Predicting Gender of Images
This project is based on a CSV of facial images that are labeled on the basis of age, gender, and ethnicity. The dataset includes 27305 rows and 5 columns (age, ethnicity, gender, img_name, and pixels). My main objective was to create a model that predicted the gender of the person by analyzing his/her images.
Data Loading and Exploration
After analyzing the dataset, I found that none of the values are null. Although age, gender, and ethnicity are of integer data type, gender and ethnicity represent categorical values. Pixels represents the list of pixels of the particular image, but in our dataset it is in the form of a string and needs to be converted to a numpy array. Then, I created some graphics to understand the distribution of the different ages, genders, and ethnicities.
This first histogram shows the distribution of ages ranging from 1 to about 116 with a clear spike in newborns and young adults.
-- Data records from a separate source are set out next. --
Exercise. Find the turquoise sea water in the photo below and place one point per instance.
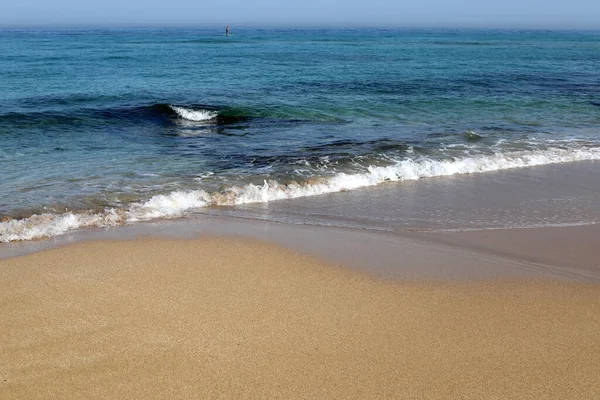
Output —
(105, 127)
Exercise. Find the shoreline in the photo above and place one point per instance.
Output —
(243, 318)
(514, 253)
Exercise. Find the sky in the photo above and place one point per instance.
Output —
(573, 14)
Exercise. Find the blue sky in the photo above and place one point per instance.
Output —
(583, 14)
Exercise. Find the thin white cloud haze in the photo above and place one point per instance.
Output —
(574, 14)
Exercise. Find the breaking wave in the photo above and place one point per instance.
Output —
(195, 115)
(179, 203)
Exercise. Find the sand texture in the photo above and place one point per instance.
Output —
(233, 318)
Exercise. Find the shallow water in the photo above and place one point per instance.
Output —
(105, 127)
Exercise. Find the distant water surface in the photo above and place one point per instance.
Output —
(105, 127)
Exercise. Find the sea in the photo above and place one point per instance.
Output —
(107, 127)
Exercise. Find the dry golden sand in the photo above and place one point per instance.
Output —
(229, 318)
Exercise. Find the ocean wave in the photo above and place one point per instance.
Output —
(178, 203)
(191, 114)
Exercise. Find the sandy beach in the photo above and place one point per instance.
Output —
(222, 317)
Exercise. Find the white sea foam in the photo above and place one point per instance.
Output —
(178, 203)
(194, 115)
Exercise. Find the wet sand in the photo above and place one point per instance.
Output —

The next bar graph shows the number of males vs females, which is relatively equal although the amount of males is slightly higher. It is also important to note that 0 represents males and 1 represents females.
This bar graph shows the amount of people that are of a certain ethnicity. 0 represents Caucasian, 1 represents Black, 2 represents Asian, 3 represents Indian, and 4 is other. There are significantly more people that are Caucasian than the other ethnicities.
In order to determine what numbers corresponded with a specific gender/ethnicity, I used this code to display 20 random faces at a time to avoid inconsistency in labeling.
The first model I tested for gender prediction was the PyTorch Model. However, after many attempts at adjusting the model’s architecture, I found the accuracy to be very low. To accelerate the training process, I used GPU. I finally improved the model by adding more dropout layers and increasing the number of epochs to 50, but the accuracy only reached about .51. Therefore, I did not select this as the best model for gender prediction.
The Keras model proved to be much more efficient. I also used GPU to accelerate the training process for this model. I tested many variations to my model’s architecture and discovered using the optimizer RMSprop increased the accuracy the most. The completed model had an accuracy of about .89, which is why I selected it as the most promising model for gender prediction.
The PyTorch model is overfitting, as seen from the training loss and the test accuracy. Even though the training loss is decreasing, the accuracy still ended up being .51 for that model. For the Keras model, the accuracy is .89 even though the training loss is not as low as the PyTorch model.